Compared to characteristics of patients in studies of medical care for women with CPP, our patients were in the same age range and were similar in terms of low-back pain and dysmenorrhea, but there appeared to be fewer with a history of sexual/physical abuse (Peters et al., 1991; Reiter, 1990; Reiter and Gambone, 1990; Reiter & Milburn, 1992). Patients in our study did not report much use of supplements or herbs. It is possible that patients interested in CAM therapies were screened out because of the exclusion of those with recent chiropractic experience. Generally, it appears that our patients were fairly similar to those in our previous study and to medical CPP patients.

      Recruitment issues

It appears that we cannot recruit enough patients for a larger study using this study’s parameters, particularly in respect to the eligibility criteria and screening protocols. Further study is needed on the necessity of excluding patients with recent chiropractic experience. Also, exploration of methods to expedite the screening process and develop referral relationships with local gynecologists is warranted.

      Delivery of standardized procedures and record keeping of procedures used

The chiropractic clinicians followed strict protocols for delivering standardized procedures without a great deal of variation and maintained more detailed records about specific treatment procedures than are often required in clinical studies, facilitating in-depth analysis. Even though no differences were noted in patient satisfaction or perception of group assignment, patients did note differences between clinicians’ treatments, usually in the case where there were large differences in the experience level of the clinicians. Because outcomes were ambiguous, it behooves us to develop better ways for future multisite studies to ensure that clinicians are actually delivering the same procedures in terms of biomechanical forces and techniques.

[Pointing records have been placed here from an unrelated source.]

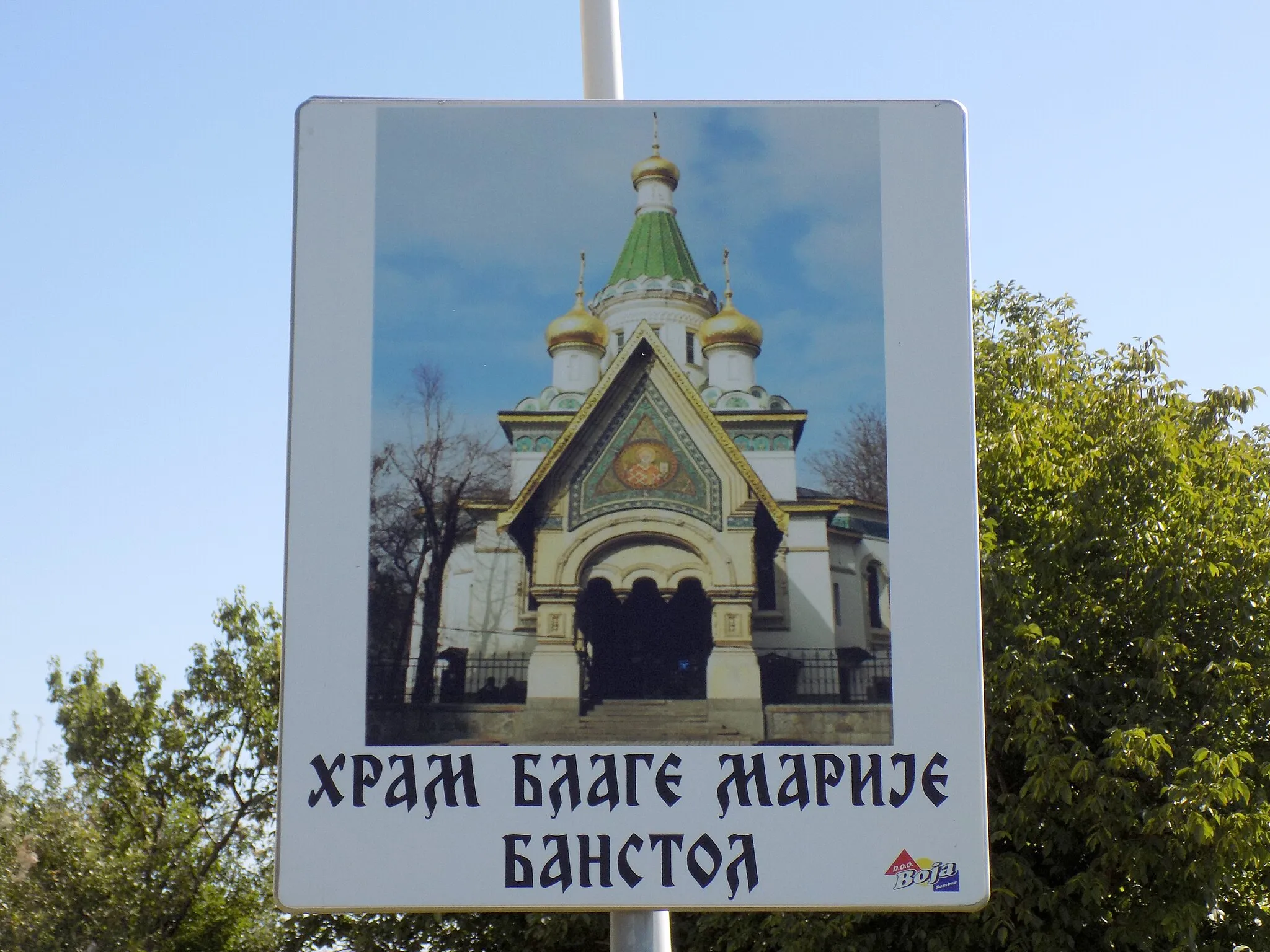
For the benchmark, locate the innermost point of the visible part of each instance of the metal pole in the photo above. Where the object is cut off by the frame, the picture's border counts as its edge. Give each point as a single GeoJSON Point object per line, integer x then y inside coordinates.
{"type": "Point", "coordinates": [601, 50]}
{"type": "Point", "coordinates": [602, 79]}
{"type": "Point", "coordinates": [639, 932]}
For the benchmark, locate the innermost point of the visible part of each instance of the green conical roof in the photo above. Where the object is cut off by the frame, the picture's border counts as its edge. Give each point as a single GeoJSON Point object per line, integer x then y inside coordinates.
{"type": "Point", "coordinates": [654, 249]}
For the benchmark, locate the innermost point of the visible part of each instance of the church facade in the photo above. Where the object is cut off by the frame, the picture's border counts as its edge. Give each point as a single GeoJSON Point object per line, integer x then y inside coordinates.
{"type": "Point", "coordinates": [657, 575]}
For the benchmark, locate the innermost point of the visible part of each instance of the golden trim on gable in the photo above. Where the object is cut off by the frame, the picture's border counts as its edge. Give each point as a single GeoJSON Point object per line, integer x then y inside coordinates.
{"type": "Point", "coordinates": [643, 333]}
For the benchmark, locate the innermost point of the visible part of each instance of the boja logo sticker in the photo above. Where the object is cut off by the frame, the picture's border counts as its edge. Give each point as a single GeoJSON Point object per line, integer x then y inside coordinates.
{"type": "Point", "coordinates": [923, 871]}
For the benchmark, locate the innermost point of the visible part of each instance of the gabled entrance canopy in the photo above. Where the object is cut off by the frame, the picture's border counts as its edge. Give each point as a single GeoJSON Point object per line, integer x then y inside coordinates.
{"type": "Point", "coordinates": [643, 345]}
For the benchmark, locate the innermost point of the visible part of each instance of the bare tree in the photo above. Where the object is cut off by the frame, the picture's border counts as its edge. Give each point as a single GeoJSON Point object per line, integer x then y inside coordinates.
{"type": "Point", "coordinates": [418, 489]}
{"type": "Point", "coordinates": [855, 466]}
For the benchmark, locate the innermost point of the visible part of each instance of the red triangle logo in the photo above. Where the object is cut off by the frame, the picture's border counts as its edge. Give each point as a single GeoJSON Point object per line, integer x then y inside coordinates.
{"type": "Point", "coordinates": [902, 862]}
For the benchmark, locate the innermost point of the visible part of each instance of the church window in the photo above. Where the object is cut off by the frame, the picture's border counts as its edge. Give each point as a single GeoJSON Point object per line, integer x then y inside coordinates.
{"type": "Point", "coordinates": [874, 583]}
{"type": "Point", "coordinates": [768, 540]}
{"type": "Point", "coordinates": [766, 573]}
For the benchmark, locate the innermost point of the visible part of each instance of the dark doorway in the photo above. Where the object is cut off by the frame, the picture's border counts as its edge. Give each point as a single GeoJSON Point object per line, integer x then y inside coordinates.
{"type": "Point", "coordinates": [643, 646]}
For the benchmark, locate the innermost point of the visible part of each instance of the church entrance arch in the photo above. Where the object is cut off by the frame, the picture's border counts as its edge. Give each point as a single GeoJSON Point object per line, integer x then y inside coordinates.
{"type": "Point", "coordinates": [647, 643]}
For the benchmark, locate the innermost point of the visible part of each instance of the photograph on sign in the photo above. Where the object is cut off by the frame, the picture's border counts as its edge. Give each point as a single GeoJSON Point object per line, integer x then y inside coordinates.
{"type": "Point", "coordinates": [577, 602]}
{"type": "Point", "coordinates": [631, 530]}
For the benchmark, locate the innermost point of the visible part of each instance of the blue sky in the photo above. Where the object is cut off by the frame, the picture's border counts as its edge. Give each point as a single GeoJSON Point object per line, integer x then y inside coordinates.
{"type": "Point", "coordinates": [481, 215]}
{"type": "Point", "coordinates": [1117, 152]}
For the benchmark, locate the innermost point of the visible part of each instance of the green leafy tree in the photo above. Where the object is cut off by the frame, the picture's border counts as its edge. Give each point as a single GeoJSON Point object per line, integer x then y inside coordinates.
{"type": "Point", "coordinates": [1126, 558]}
{"type": "Point", "coordinates": [1126, 555]}
{"type": "Point", "coordinates": [161, 838]}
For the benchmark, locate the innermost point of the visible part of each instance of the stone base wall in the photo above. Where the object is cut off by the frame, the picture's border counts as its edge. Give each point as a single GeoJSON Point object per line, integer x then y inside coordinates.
{"type": "Point", "coordinates": [828, 724]}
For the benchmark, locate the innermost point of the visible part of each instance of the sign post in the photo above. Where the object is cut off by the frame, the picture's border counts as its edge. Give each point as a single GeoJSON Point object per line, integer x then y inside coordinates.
{"type": "Point", "coordinates": [602, 79]}
{"type": "Point", "coordinates": [568, 625]}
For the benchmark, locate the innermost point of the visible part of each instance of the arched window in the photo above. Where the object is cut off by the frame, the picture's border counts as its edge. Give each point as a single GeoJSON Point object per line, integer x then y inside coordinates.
{"type": "Point", "coordinates": [873, 579]}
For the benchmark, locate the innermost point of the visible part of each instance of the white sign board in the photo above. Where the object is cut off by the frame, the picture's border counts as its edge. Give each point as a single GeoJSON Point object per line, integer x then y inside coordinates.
{"type": "Point", "coordinates": [582, 612]}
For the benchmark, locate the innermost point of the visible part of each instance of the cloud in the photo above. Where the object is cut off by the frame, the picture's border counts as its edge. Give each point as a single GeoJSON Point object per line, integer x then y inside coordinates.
{"type": "Point", "coordinates": [481, 213]}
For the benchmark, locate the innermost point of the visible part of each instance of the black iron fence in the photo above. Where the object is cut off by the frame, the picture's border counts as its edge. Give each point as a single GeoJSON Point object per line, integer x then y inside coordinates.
{"type": "Point", "coordinates": [788, 676]}
{"type": "Point", "coordinates": [458, 678]}
{"type": "Point", "coordinates": [814, 676]}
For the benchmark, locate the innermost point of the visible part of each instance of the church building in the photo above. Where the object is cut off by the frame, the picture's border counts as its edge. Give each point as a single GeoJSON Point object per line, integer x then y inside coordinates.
{"type": "Point", "coordinates": [657, 574]}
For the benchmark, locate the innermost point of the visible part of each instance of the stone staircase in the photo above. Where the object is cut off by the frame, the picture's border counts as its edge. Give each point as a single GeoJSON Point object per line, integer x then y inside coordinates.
{"type": "Point", "coordinates": [653, 723]}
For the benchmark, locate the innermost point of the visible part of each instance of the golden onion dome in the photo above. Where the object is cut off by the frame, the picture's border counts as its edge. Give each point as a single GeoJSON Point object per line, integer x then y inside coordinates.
{"type": "Point", "coordinates": [577, 327]}
{"type": "Point", "coordinates": [655, 167]}
{"type": "Point", "coordinates": [730, 327]}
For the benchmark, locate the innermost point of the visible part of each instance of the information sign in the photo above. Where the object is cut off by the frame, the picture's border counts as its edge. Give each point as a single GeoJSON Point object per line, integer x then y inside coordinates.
{"type": "Point", "coordinates": [631, 534]}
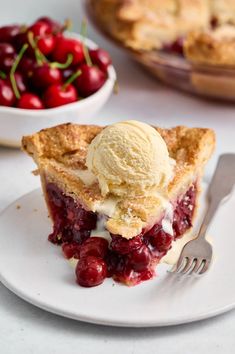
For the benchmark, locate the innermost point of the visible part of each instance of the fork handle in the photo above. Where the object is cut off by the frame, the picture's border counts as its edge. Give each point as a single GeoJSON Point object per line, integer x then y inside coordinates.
{"type": "Point", "coordinates": [220, 188]}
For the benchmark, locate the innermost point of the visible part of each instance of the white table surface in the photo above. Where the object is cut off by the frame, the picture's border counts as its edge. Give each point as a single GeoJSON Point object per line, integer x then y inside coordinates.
{"type": "Point", "coordinates": [27, 329]}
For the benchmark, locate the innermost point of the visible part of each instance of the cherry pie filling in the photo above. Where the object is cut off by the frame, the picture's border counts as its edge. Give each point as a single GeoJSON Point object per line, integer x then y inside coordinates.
{"type": "Point", "coordinates": [127, 261]}
{"type": "Point", "coordinates": [177, 47]}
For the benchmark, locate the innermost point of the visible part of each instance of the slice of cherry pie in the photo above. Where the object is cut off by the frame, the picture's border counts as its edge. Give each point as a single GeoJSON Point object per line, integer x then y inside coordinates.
{"type": "Point", "coordinates": [115, 228]}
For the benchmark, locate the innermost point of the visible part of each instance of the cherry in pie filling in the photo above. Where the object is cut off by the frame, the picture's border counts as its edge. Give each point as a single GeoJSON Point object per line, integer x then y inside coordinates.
{"type": "Point", "coordinates": [75, 206]}
{"type": "Point", "coordinates": [127, 261]}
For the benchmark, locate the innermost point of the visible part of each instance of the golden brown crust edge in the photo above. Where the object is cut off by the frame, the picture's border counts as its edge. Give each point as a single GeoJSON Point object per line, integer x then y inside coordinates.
{"type": "Point", "coordinates": [65, 146]}
{"type": "Point", "coordinates": [203, 48]}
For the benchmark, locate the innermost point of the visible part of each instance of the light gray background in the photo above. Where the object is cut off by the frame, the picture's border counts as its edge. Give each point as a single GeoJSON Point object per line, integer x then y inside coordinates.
{"type": "Point", "coordinates": [26, 329]}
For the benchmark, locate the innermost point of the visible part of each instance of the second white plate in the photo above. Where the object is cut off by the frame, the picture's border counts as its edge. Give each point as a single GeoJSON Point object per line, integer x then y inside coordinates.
{"type": "Point", "coordinates": [35, 270]}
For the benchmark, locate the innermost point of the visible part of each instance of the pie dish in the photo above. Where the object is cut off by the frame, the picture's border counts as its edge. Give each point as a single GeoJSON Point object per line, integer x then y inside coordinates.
{"type": "Point", "coordinates": [213, 47]}
{"type": "Point", "coordinates": [158, 35]}
{"type": "Point", "coordinates": [148, 25]}
{"type": "Point", "coordinates": [139, 229]}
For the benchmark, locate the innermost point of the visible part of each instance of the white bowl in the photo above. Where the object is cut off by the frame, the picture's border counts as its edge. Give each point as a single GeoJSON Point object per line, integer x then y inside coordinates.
{"type": "Point", "coordinates": [16, 122]}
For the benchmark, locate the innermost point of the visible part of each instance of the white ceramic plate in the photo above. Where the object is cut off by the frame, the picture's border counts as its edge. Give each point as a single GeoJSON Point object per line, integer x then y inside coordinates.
{"type": "Point", "coordinates": [35, 270]}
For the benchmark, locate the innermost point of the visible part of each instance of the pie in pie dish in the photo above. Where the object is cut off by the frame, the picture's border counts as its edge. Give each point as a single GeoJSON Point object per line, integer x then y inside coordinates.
{"type": "Point", "coordinates": [212, 47]}
{"type": "Point", "coordinates": [119, 196]}
{"type": "Point", "coordinates": [195, 29]}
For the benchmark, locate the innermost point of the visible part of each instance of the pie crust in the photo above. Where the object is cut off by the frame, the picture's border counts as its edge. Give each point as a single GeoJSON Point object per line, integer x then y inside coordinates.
{"type": "Point", "coordinates": [60, 153]}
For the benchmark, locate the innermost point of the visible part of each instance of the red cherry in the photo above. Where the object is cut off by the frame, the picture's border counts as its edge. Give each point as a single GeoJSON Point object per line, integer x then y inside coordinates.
{"type": "Point", "coordinates": [161, 241]}
{"type": "Point", "coordinates": [27, 66]}
{"type": "Point", "coordinates": [67, 73]}
{"type": "Point", "coordinates": [46, 44]}
{"type": "Point", "coordinates": [140, 259]}
{"type": "Point", "coordinates": [64, 47]}
{"type": "Point", "coordinates": [40, 29]}
{"type": "Point", "coordinates": [8, 33]}
{"type": "Point", "coordinates": [19, 40]}
{"type": "Point", "coordinates": [124, 246]}
{"type": "Point", "coordinates": [56, 95]}
{"type": "Point", "coordinates": [30, 101]}
{"type": "Point", "coordinates": [71, 250]}
{"type": "Point", "coordinates": [94, 246]}
{"type": "Point", "coordinates": [101, 58]}
{"type": "Point", "coordinates": [7, 56]}
{"type": "Point", "coordinates": [7, 97]}
{"type": "Point", "coordinates": [91, 271]}
{"type": "Point", "coordinates": [55, 26]}
{"type": "Point", "coordinates": [20, 82]}
{"type": "Point", "coordinates": [44, 76]}
{"type": "Point", "coordinates": [6, 49]}
{"type": "Point", "coordinates": [90, 80]}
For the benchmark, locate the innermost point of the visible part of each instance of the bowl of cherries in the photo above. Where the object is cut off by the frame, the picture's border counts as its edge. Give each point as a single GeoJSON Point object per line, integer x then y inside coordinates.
{"type": "Point", "coordinates": [49, 76]}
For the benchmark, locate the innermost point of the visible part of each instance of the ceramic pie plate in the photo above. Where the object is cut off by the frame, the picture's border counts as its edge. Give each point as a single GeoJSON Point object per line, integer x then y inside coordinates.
{"type": "Point", "coordinates": [36, 271]}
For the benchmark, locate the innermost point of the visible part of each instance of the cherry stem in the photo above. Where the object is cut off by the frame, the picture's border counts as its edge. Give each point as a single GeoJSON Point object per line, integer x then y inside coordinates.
{"type": "Point", "coordinates": [40, 58]}
{"type": "Point", "coordinates": [71, 79]}
{"type": "Point", "coordinates": [85, 49]}
{"type": "Point", "coordinates": [2, 75]}
{"type": "Point", "coordinates": [65, 65]}
{"type": "Point", "coordinates": [13, 70]}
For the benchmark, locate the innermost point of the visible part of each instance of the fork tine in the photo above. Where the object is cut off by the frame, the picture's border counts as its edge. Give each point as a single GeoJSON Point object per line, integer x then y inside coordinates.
{"type": "Point", "coordinates": [180, 264]}
{"type": "Point", "coordinates": [188, 266]}
{"type": "Point", "coordinates": [205, 266]}
{"type": "Point", "coordinates": [197, 265]}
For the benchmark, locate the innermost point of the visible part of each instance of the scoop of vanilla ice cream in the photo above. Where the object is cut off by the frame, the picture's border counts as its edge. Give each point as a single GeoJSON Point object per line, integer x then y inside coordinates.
{"type": "Point", "coordinates": [129, 158]}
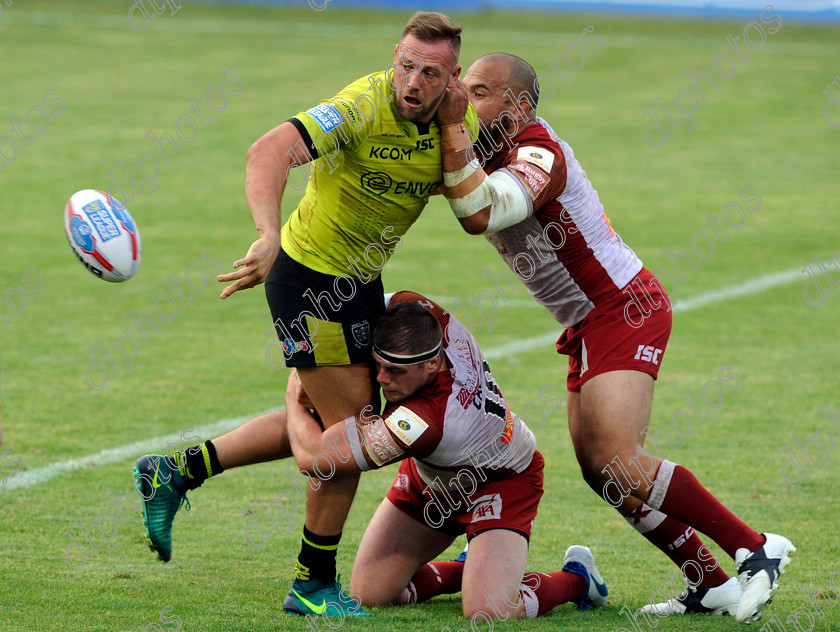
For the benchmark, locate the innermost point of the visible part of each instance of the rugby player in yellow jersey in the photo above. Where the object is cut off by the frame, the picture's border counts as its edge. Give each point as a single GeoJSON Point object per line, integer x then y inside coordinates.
{"type": "Point", "coordinates": [374, 156]}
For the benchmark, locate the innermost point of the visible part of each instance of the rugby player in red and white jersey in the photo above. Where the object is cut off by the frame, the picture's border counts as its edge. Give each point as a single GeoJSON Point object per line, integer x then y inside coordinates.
{"type": "Point", "coordinates": [538, 208]}
{"type": "Point", "coordinates": [468, 465]}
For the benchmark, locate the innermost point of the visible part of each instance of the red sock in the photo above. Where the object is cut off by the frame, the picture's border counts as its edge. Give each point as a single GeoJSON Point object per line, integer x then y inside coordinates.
{"type": "Point", "coordinates": [435, 578]}
{"type": "Point", "coordinates": [679, 494]}
{"type": "Point", "coordinates": [689, 553]}
{"type": "Point", "coordinates": [551, 589]}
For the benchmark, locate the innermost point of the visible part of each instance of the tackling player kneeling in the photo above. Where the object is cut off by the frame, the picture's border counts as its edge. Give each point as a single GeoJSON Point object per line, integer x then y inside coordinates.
{"type": "Point", "coordinates": [445, 416]}
{"type": "Point", "coordinates": [533, 195]}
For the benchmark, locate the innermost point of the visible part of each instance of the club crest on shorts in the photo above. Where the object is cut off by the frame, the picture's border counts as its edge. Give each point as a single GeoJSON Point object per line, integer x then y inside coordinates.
{"type": "Point", "coordinates": [487, 508]}
{"type": "Point", "coordinates": [361, 333]}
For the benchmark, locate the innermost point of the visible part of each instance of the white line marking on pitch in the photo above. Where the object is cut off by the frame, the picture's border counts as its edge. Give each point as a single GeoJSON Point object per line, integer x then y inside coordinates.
{"type": "Point", "coordinates": [156, 444]}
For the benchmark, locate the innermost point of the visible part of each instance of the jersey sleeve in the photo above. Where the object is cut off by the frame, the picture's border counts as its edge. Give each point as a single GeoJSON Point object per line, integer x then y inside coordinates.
{"type": "Point", "coordinates": [540, 172]}
{"type": "Point", "coordinates": [400, 433]}
{"type": "Point", "coordinates": [343, 120]}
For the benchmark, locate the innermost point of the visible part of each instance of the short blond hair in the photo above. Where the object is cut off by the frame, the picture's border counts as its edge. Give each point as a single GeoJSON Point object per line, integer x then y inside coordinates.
{"type": "Point", "coordinates": [431, 26]}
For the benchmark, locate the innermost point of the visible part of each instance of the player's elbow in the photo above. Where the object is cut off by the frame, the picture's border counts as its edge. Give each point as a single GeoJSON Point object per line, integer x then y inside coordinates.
{"type": "Point", "coordinates": [476, 224]}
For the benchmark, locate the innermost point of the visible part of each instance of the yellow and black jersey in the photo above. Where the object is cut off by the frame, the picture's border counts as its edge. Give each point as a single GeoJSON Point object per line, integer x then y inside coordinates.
{"type": "Point", "coordinates": [372, 173]}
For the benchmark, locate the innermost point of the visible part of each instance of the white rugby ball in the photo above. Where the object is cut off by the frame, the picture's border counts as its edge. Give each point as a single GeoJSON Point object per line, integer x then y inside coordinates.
{"type": "Point", "coordinates": [103, 235]}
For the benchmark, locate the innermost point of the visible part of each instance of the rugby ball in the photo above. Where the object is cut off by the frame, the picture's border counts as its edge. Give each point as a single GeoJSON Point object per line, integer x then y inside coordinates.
{"type": "Point", "coordinates": [103, 235]}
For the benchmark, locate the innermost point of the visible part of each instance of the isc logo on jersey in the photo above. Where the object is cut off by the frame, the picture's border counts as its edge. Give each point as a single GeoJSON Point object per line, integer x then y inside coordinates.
{"type": "Point", "coordinates": [406, 425]}
{"type": "Point", "coordinates": [648, 354]}
{"type": "Point", "coordinates": [543, 158]}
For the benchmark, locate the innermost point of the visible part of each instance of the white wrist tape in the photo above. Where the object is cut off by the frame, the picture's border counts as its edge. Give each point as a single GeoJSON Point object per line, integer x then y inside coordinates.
{"type": "Point", "coordinates": [454, 178]}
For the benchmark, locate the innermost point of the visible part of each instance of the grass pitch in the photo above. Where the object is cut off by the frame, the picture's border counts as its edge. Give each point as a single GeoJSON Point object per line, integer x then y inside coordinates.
{"type": "Point", "coordinates": [762, 128]}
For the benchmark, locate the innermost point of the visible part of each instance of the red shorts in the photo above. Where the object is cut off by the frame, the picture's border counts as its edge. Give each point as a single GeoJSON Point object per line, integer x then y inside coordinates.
{"type": "Point", "coordinates": [510, 503]}
{"type": "Point", "coordinates": [628, 332]}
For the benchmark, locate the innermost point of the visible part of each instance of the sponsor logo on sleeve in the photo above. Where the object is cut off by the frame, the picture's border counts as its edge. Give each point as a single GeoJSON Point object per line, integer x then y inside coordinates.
{"type": "Point", "coordinates": [406, 425]}
{"type": "Point", "coordinates": [533, 179]}
{"type": "Point", "coordinates": [543, 158]}
{"type": "Point", "coordinates": [327, 116]}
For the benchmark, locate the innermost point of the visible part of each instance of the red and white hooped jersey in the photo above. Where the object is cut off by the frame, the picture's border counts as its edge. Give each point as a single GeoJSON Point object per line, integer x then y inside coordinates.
{"type": "Point", "coordinates": [458, 422]}
{"type": "Point", "coordinates": [565, 252]}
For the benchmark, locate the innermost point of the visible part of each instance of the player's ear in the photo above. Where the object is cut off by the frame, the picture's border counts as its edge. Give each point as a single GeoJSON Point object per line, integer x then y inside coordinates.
{"type": "Point", "coordinates": [524, 109]}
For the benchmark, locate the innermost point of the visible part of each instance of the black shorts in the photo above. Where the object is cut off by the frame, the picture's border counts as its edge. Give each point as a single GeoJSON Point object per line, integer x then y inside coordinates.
{"type": "Point", "coordinates": [320, 319]}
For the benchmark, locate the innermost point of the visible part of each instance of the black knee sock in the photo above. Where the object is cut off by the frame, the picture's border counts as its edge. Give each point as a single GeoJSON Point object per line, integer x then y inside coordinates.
{"type": "Point", "coordinates": [317, 556]}
{"type": "Point", "coordinates": [201, 463]}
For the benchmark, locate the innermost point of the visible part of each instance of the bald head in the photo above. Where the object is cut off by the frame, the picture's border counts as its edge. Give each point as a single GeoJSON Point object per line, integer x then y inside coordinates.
{"type": "Point", "coordinates": [520, 75]}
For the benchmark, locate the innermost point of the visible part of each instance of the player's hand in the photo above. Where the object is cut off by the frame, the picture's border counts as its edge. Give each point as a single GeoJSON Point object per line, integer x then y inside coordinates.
{"type": "Point", "coordinates": [253, 268]}
{"type": "Point", "coordinates": [453, 106]}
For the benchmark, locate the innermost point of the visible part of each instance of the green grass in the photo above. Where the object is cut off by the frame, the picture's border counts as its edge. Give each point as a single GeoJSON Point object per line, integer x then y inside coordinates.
{"type": "Point", "coordinates": [764, 127]}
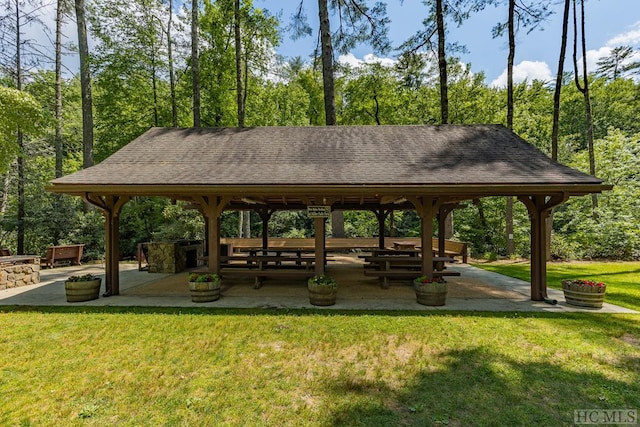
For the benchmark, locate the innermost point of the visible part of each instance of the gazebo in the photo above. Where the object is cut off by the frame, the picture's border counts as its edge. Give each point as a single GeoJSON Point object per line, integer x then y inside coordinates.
{"type": "Point", "coordinates": [427, 168]}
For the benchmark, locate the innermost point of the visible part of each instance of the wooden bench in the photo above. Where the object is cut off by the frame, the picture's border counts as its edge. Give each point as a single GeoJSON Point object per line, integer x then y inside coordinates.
{"type": "Point", "coordinates": [260, 275]}
{"type": "Point", "coordinates": [386, 275]}
{"type": "Point", "coordinates": [387, 262]}
{"type": "Point", "coordinates": [72, 253]}
{"type": "Point", "coordinates": [453, 248]}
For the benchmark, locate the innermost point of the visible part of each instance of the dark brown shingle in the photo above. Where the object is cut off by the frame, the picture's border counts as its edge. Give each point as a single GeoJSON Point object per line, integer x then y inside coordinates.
{"type": "Point", "coordinates": [354, 155]}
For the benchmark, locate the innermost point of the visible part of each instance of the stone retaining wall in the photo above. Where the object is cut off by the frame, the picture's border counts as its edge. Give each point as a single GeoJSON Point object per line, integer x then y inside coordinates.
{"type": "Point", "coordinates": [171, 257]}
{"type": "Point", "coordinates": [12, 276]}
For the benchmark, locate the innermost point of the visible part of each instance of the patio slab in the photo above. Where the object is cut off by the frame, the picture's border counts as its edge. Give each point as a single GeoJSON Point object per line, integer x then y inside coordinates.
{"type": "Point", "coordinates": [474, 290]}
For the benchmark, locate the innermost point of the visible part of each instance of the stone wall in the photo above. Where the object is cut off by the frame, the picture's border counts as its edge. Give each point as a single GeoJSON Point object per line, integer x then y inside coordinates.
{"type": "Point", "coordinates": [12, 276]}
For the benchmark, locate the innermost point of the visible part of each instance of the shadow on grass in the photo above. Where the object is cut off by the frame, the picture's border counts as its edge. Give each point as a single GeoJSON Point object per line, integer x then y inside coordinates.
{"type": "Point", "coordinates": [481, 388]}
{"type": "Point", "coordinates": [224, 311]}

      Identity of the active agent

One would expect the active group to show greater improvement than the placebo group, if the procedures used were, in fact, “active” and “placebo” agents. However, this pattern was only discernable at site 1, where the primary clinician was the most highly experienced in this technique but also was the only one who varied the active procedure in response to individual patient needs. At site 2, patients in both groups improved approximately equally, and at site 3, it appeared that patients in the placebo group improved more, although the sample sizes were extremely small. These ambiguous results indicate a need to ensure that the active and placebo procedures are applied according to strict biomechanical parameters in a multisite study, in order to eliminate variation introduced by use of different clinicians.

      Success of blinding

From patient report of satisfaction with the intervention and belief about group assignment, the placebo intervention was believable. The question that must be answered before conducting a placebo-controlled trial, however, is related to the issue of the identity of the active agent: Was the placebo intervention, in fact, a placebo? Further investigation of the biomechanical forces producing treatment effects is certainly warranted.

      Summary

The technical and personnel resources required to achieve adequate standardization of procedures at multiple sites may make a placebo-controlled trial unfeasible, given our current lack of knowledge about the active agent in manual chiropractic procedures. It might be more efficient to reverse the traditional order of experimentation used for pharmaceuticals, which begins with safety, proceeds to efficacy and finally to effectiveness. Because chiropractic—a CAM profession using manual methods for more than 100 years—can scarcely be considered in the same category as a newly developed medication, it might be reasonable to first investigate effectiveness. If chiropractic care that is provided by experienced chiropractors who are allowed to use their best clinical judgment of how to apply the procedures is documented in such studies to improve patient outcomes compared to standard medical care alone, more in-depth and controlled studies would then be warranted to identify specific aspects of that gestalt of care that are most responsible for the outcomes or if there are certain subpopulations of patients who benefit most from them.